In 1970, McGavin played a Marine drill sergent against Jan Michael Vincent's hippy draftee in Tribes. This was a cult hit during the height of anti-war feelings. McGavin had the difficult part of making a tough marine still seem sympathetic.

Two years later he was in Nightstalker. Most of McGavin's biographies mention the series but none of them mention the original movie. This is a major oversight. The series is a cult-classic but the movie was something else - it was an event. It scored the highest ratings a made-for-tv movie had ever recorded, a record which stood until Roots.

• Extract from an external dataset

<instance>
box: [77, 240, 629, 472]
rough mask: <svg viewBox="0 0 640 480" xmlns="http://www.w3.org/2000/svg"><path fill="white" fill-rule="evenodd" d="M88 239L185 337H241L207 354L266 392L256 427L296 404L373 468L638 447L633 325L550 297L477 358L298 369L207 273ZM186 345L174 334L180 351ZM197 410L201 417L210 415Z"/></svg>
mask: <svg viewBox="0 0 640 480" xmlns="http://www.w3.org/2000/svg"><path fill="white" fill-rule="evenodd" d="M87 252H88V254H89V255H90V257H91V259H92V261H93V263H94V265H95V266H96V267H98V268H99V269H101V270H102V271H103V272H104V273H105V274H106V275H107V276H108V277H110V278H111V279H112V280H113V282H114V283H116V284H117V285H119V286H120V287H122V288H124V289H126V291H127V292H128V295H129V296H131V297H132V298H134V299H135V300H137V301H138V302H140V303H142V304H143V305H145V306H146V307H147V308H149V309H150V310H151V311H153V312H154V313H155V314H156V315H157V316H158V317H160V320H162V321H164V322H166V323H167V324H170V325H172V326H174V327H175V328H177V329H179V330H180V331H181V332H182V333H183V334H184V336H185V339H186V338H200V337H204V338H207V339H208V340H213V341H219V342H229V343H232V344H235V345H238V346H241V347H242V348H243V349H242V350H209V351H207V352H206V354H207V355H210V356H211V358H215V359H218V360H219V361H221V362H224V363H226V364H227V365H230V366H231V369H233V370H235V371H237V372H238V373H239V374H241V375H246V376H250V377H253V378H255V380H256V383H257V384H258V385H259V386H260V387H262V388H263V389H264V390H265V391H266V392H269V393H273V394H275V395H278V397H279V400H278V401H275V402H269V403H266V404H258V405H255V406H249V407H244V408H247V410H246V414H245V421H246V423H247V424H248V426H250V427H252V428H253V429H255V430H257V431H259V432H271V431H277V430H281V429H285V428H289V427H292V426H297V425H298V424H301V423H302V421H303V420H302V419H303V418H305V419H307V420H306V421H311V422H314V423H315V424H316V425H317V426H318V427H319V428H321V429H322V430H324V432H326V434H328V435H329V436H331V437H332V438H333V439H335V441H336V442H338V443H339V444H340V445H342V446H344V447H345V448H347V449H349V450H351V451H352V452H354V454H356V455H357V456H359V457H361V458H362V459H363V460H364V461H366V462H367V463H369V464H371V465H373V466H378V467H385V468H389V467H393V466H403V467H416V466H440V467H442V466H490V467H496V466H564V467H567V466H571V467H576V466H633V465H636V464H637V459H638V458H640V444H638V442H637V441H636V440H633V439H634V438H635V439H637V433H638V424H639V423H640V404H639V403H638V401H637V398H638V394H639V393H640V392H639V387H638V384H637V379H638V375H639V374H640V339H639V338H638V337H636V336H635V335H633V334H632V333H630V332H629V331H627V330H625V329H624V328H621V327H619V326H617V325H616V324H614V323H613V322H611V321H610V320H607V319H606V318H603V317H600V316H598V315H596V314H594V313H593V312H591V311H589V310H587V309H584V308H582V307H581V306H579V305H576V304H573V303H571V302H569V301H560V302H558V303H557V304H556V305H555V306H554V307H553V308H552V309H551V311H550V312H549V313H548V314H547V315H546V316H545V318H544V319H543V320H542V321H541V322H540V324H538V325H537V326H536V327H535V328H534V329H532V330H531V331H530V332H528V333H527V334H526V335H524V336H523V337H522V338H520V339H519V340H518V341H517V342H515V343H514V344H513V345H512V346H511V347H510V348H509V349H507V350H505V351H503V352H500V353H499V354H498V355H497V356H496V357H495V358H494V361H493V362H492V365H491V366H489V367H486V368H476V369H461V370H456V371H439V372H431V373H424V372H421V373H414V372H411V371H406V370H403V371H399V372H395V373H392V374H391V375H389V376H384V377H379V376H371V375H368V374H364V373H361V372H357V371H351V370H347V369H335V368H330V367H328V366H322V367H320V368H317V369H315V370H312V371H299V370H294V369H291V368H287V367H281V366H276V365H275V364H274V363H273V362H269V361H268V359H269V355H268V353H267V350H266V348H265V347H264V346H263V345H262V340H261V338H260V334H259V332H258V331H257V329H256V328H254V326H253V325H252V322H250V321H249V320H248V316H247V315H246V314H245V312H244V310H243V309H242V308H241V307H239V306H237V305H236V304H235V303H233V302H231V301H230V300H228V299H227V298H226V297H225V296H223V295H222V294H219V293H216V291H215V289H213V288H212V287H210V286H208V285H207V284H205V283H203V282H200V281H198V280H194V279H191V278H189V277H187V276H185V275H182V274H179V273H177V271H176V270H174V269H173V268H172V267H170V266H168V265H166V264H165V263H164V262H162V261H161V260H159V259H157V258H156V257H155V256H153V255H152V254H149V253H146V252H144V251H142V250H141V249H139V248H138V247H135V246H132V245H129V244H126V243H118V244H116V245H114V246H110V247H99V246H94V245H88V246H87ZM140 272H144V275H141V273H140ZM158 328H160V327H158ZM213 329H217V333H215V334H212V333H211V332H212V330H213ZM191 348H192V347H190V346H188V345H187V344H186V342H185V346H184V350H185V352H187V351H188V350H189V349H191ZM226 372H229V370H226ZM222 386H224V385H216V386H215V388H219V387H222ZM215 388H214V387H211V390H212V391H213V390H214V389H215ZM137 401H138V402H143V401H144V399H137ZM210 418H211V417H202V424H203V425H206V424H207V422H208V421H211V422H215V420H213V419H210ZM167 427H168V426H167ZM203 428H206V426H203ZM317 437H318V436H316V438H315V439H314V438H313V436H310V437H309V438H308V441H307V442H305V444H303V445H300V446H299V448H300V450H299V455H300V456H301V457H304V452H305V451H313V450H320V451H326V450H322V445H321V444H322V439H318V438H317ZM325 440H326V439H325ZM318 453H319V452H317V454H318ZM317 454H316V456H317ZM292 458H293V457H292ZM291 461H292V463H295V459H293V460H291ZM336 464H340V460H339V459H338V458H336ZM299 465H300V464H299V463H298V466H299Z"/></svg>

McGavin played Carl Kolchack, a seedy reporter similar to the detective he had played in The Outsider. The plot involved a serial killer in Las Vegas and the authorities' attempts to cover it up. Along the way it turned out that the killer was a vampire and Kolchack was the only one to believe. Considering the subject matter, it is not surprising that the producer was Dan Curtis who's soap opera, Dark Shadows, had just ended.

McGavin made one more classic, A Christmas Story which is probably the only memorable Christmas movie made in the 1980s. In the two decades since it was made, Christmas Story has achieved classic status. A good bit of this status is due to McGavin's over-the-top portrayal as the "old man".